Congratulations To This Year's Children's Foundation Grant Awardees

The UPMC Children’s Hospital Foundation (CHPF) is a nonprofit organization dedicated to supporting the world-class research and clinical efforts at UPMC Children’s Hospital of Pittsburgh. As the sole fundraising arm for Children’s Hospital, the Foundation brings in support from the Pittsburgh community to further their vision of being a world leader in pediatric health care, education, and discovery. 

And every year, as part of their support of research and discovery at Children’s and at the Department of Pediatrics, the CHPF pools some of its charitable resources to directly support the research efforts of the most promising faculty and clinical staff in their clinical, translational, and basic science endeavors.
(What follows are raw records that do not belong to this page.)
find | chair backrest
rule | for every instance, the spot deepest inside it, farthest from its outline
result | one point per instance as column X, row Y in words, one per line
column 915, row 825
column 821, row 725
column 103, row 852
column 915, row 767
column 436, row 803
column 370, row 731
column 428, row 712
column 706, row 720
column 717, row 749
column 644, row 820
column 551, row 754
By supporting this early stage research, the CHPF ensures that groundbreaking science can continue to impact the lives of children here in Pittsburgh and around the world.

This year, the CHPF Trust is proud to announce two grants to clinician/researchers Megan Freeman, MD, PhD, and Aidan Porter, MD

Freeman is an Assistant Professor of Pediatrics in the Division of Infectious Disease and works closely with our i4Kids organization. Her research primarily focuses on studying picornaviruses with central nervous system tropism using human tissue models (organoids) of relevant sites derived from induced, pluripotent stem cells. The current focus is on how enterovirus D68 (EV-D68) mediates acute flaccid myelitis (AFM), a polio-like illness, by using a novel human spinal cord organoid model. 

Porter completed his fellowship in our Division of Nephrology, where his research focused on acute kidney injury and in medical education, with an effort to create an interactive, multidisciplinary curriculum to train ICU and nephrology fellows in the use of continuous renal replacement therapy (CRRT). Porter’s laboratory research focused on the Unfolded Protein Response (UPR), an intracellular “quality control” process governing the recycling of aberrant proteins. Porter studied how loss of a particular molecular chaperone impairs waste excretion and salt and water homeostasis in the renal tubules leading to acute kidney injury.